Il Meridione, il futuro dell'agricoltura e i suoi nemici. Intervista a un contadino che resiste

17-08-2015

Roberto Ceraudo, agricoltore e proprietario dell'omonima azienda agricola di Strongoli, in provincia di Crotone, Calabria, condotta oggi coi figli Susy, Giuseppe e Caterina. Settanta ettari in tutto tra ulivi, vigneti, orti e agrumeti. Roberto rilevò l'azienda nel 1973, impegnandosi in un mutuo trentennale. La proprietà vanta anche un ristorante, Dattilo, una stella Michelin

Torniamo in contrada Dattilo, due chilometri dentro alle rive ioniche di Strongoli Marina, 8 anni dopo. Allora raccontammo le gesta di Roberto Ceraudo, agricoltore di sangue arbëreshë attivo a Crotone, una delle province più povere e con un tasso d’istruzione tra i più bassi d’Italia.

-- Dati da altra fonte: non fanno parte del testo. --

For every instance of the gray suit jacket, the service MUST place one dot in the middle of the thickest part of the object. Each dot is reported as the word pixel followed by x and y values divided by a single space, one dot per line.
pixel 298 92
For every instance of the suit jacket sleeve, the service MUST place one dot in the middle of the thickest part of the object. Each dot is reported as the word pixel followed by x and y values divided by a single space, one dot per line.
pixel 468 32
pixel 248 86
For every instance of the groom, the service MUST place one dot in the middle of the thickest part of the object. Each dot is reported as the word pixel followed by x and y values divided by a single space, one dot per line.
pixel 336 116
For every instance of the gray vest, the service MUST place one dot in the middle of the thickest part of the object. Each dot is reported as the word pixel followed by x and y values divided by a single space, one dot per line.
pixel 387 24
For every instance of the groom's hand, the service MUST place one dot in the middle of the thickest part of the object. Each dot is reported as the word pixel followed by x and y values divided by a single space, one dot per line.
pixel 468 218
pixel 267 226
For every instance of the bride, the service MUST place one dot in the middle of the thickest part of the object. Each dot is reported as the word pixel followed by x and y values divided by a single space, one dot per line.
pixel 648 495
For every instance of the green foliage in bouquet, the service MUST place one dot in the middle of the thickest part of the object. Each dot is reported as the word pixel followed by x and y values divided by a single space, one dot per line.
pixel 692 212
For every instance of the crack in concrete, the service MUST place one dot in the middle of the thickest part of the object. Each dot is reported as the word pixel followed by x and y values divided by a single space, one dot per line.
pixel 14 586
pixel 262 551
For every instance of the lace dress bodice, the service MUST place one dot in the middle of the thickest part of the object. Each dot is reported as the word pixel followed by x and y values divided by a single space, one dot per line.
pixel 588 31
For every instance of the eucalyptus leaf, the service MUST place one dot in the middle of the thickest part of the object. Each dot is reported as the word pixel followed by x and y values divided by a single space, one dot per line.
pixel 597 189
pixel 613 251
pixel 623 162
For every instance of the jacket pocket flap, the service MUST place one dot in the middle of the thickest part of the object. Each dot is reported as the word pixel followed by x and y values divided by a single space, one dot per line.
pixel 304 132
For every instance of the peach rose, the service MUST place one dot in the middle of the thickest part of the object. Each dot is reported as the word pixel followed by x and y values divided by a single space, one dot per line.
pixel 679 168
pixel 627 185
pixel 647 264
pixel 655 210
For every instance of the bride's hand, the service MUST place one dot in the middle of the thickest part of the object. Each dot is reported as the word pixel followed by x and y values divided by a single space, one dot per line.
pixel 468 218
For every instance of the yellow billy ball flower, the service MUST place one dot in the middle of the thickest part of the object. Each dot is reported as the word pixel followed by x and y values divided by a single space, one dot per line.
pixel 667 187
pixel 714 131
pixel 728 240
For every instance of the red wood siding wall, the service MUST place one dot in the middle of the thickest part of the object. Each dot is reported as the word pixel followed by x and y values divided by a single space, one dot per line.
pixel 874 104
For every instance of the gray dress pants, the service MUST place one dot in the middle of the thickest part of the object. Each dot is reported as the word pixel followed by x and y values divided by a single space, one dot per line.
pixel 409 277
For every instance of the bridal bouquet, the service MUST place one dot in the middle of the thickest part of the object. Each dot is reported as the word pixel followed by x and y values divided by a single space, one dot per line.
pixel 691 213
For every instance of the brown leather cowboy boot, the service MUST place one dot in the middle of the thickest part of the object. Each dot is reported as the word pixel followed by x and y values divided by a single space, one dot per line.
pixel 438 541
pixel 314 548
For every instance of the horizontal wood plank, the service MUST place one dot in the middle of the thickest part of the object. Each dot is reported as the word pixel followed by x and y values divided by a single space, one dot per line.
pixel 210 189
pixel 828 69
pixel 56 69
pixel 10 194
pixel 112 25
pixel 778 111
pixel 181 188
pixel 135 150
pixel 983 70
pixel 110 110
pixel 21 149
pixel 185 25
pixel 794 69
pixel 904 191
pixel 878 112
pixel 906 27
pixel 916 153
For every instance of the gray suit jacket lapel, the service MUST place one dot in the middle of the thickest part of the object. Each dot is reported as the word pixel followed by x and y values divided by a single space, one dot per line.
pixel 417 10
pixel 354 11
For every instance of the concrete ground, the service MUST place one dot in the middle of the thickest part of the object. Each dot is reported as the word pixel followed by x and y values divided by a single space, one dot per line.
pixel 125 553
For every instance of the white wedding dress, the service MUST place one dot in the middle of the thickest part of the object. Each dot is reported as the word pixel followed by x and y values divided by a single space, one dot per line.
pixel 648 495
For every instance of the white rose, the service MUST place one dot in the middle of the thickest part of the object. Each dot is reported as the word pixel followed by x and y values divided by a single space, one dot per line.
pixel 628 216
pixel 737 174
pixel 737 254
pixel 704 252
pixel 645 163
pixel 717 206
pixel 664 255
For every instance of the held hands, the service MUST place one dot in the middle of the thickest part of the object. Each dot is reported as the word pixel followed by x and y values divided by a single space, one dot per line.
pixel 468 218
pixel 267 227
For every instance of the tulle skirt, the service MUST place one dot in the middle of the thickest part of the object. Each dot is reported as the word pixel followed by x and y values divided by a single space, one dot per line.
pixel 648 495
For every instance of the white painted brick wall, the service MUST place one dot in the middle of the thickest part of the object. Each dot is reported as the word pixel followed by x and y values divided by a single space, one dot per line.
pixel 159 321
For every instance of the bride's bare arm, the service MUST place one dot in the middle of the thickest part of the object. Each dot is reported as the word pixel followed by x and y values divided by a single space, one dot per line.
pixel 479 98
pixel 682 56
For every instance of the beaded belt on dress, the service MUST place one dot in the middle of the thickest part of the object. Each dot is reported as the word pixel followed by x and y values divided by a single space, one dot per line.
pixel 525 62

Quarantadue anni fa, appena terminato il servizio militare, Ceraudo si indebitò per mettere in piedi la sua azienda agricola. Oggi fa un olio extravergine d’oliva lodato nel mondo, vini (bianchi rossi rosati e passiti) di carattere e muove i fili del ristorante Dattilo, una stella Michelin raggiunta qualche anno fa con il compianto Frank Rizzuti, che ha lasciato il timone a Caterina Ceraudo, la figlia di grandi speranze.

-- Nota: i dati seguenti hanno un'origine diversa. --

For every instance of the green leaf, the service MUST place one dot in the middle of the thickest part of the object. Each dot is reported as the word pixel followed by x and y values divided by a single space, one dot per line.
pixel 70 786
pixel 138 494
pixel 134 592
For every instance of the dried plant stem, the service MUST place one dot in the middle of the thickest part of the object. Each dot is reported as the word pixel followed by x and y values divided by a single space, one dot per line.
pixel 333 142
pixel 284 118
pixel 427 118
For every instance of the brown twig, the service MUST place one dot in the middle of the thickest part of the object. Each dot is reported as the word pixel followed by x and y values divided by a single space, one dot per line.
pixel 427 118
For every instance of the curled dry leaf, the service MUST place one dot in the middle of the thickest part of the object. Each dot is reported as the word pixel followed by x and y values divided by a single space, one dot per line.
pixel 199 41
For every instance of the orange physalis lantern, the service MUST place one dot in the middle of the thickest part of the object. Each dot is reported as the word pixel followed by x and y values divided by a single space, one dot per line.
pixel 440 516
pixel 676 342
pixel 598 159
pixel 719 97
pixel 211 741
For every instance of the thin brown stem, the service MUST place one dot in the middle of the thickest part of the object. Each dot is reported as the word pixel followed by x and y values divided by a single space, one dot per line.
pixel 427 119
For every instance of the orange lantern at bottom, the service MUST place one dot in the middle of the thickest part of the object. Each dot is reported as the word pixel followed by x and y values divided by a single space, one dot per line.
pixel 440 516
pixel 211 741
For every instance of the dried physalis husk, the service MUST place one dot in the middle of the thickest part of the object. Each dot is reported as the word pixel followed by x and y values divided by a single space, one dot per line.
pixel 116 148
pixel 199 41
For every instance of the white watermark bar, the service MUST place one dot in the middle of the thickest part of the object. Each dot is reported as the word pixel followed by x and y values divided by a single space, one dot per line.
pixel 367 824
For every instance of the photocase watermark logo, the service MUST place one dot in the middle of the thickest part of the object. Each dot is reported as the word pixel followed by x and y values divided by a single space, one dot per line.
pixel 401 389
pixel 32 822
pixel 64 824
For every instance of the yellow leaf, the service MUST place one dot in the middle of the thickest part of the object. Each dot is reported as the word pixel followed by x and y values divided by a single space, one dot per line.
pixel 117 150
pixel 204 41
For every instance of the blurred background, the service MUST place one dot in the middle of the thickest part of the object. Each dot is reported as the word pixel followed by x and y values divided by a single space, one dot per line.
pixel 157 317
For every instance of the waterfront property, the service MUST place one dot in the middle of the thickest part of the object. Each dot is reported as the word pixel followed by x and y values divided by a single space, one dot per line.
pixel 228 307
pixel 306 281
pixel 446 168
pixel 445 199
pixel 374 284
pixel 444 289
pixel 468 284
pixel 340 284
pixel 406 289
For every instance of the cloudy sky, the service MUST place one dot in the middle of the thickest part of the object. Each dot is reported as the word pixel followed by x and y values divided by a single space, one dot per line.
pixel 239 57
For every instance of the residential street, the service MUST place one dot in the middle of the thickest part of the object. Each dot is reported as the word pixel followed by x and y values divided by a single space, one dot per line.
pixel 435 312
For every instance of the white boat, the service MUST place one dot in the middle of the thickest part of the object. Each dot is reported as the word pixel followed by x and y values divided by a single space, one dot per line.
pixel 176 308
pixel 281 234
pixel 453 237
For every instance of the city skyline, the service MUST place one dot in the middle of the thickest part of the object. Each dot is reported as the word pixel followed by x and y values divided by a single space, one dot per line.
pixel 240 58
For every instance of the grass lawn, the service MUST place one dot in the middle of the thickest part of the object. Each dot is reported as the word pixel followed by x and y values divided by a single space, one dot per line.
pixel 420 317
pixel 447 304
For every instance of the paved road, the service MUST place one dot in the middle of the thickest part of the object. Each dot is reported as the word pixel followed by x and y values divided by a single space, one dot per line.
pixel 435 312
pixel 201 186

Don Roberto si è appena indebitato. Di nuovo e per i prossimi 30 anni. «Potevo mica lasciare in stato di abbandono questo museo a cielo aperto», indica a bordo del trattore una distesa impressionante di ulivi secolari, «tra l’altro queste piante danno un olio fantastico». Oggi coltiva e raccoglie uve, olive, frutta e verdura con rigidi metodi biologici. E con rese per ettaro così basse da sforare il limite del parossismo. «Per andare avanti, dobbiamo sempre sognare. Ma se i sogni non sono audaci, a che servono?», spiega con un sorriso gentile mentre strappa due fichi dall’albero per il consumo immediato. È il preludio di una lunga chiacchierata su temi importanti.

Otto anni fa per noi era l'esempio isolato in una terra difficile. Sono cambiate le cose?
In fatto di delinquenza e di sistema, ci sono stati dei miglioramenti: gli arresti importanti e gli omicidi sono diminuiti. Ma solo perché siamo riusciti a esportare il malaffare, che va dove ci sono i soldi. Lo ha sottolineato anche Saviano qualche giorno fa su Repubblica.

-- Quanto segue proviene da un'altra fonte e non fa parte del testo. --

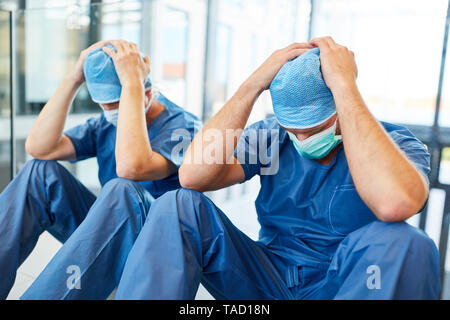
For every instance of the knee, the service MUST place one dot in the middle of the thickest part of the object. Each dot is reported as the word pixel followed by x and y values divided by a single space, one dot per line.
pixel 402 233
pixel 120 184
pixel 125 192
pixel 36 166
pixel 187 204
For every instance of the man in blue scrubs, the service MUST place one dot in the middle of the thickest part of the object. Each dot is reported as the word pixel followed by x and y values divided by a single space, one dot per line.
pixel 332 203
pixel 133 140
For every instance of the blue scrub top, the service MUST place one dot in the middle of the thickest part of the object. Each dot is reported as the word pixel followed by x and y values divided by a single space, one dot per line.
pixel 97 138
pixel 305 209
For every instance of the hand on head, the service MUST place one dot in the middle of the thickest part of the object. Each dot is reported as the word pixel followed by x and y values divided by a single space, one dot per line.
pixel 131 68
pixel 337 63
pixel 77 73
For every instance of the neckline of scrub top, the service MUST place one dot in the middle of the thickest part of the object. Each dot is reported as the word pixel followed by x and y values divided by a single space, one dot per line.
pixel 333 161
pixel 158 118
pixel 316 163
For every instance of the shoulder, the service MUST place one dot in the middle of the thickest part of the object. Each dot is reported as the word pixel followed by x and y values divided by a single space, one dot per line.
pixel 176 116
pixel 397 131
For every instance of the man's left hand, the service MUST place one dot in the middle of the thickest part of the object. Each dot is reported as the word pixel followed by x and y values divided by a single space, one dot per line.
pixel 338 65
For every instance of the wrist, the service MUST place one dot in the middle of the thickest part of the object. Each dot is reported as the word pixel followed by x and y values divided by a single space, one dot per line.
pixel 133 84
pixel 345 88
pixel 72 81
pixel 251 87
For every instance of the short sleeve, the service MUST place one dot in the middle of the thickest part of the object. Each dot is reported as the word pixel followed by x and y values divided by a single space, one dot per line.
pixel 416 152
pixel 84 138
pixel 257 150
pixel 173 139
pixel 414 149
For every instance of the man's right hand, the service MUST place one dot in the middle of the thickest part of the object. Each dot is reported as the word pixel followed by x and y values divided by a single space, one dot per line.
pixel 264 75
pixel 77 74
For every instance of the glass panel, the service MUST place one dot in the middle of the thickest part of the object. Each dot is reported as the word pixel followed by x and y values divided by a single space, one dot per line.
pixel 444 116
pixel 5 102
pixel 398 46
pixel 174 47
pixel 247 32
pixel 50 38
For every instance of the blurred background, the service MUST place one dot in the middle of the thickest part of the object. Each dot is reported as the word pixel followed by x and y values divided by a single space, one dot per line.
pixel 202 50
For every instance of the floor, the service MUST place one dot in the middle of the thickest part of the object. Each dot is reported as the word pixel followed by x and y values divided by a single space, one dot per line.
pixel 241 212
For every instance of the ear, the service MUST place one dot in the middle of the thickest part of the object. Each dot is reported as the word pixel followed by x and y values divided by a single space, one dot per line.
pixel 148 96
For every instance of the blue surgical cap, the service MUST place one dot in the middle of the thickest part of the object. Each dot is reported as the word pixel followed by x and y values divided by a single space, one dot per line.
pixel 300 96
pixel 101 78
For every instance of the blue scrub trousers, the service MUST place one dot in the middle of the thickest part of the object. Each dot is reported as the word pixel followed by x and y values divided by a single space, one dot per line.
pixel 97 232
pixel 187 240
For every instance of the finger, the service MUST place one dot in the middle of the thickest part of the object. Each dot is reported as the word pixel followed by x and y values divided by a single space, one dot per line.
pixel 98 45
pixel 147 60
pixel 331 42
pixel 133 46
pixel 110 52
pixel 322 43
pixel 299 45
pixel 294 53
pixel 119 45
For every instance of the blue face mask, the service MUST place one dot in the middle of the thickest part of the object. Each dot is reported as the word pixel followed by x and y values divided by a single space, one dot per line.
pixel 112 116
pixel 318 145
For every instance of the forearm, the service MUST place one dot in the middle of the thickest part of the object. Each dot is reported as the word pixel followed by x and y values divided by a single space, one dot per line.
pixel 214 146
pixel 133 149
pixel 384 177
pixel 46 133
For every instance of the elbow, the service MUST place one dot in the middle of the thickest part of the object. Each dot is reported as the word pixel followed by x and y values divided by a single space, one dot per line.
pixel 401 209
pixel 130 171
pixel 189 179
pixel 32 150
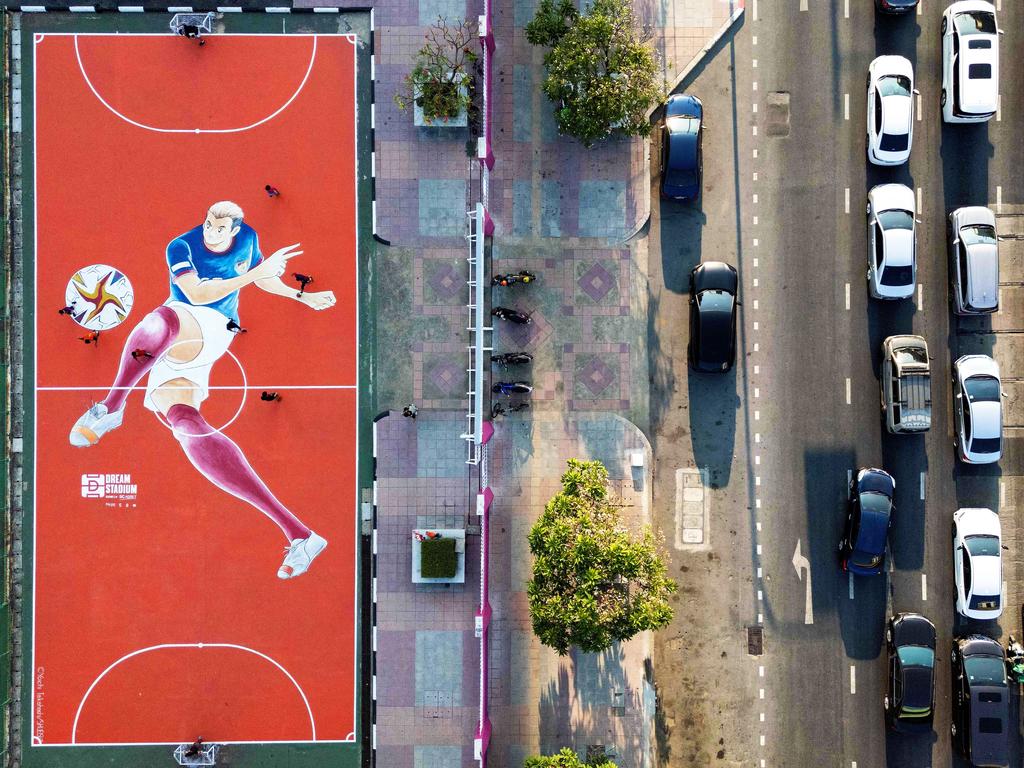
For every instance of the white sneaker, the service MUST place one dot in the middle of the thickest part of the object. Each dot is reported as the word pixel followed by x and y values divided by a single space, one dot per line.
pixel 300 554
pixel 93 424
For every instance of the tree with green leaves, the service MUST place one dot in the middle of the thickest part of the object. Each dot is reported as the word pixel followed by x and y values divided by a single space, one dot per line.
pixel 601 74
pixel 594 583
pixel 565 759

Il tema del Mezzogiorno ha tenuto banco quest’estate. Qual è il suo punto di vista di agricoltore?
Per risolvere i problemi dal Sud dovremmo prima di tutto valorizzare due fattori in cui potremmo essere invincibili: il bello e il buono. Ma il primo può spuntarla solo se arrestiamo le colate di cemento. La cementificazione si mangia non so quanti ettari all’anno di terra fertile, spiana la strada ai dissesti idrogeologici e fa ombra al nostro immenso patrimonio artistico. In questo senso, la Calabria sarebbe insuperabile. Ma stiamo colorando i paesaggi di un grigio sempre più intenso.

Uno dei tanti ulivi secolari inclusi nella proprietà di Ceraudo

Uno dei tanti ulivi secolari inclusi nella proprietà di Ceraudo

Arrestare o cancellare la cementificazione potrebbe essere un processo molto costoso.
Se davvero ci fosse la volontà di cambiare le cose, i soldi si troverebbero. Il problema è che una buona fetta della nostra popolazione ha una mentalità che non guarda lontano: in molti casi paghiamo consulenti e commercialisti solo per frodare lo Stato. Ma se speculi, il territorio non cresce.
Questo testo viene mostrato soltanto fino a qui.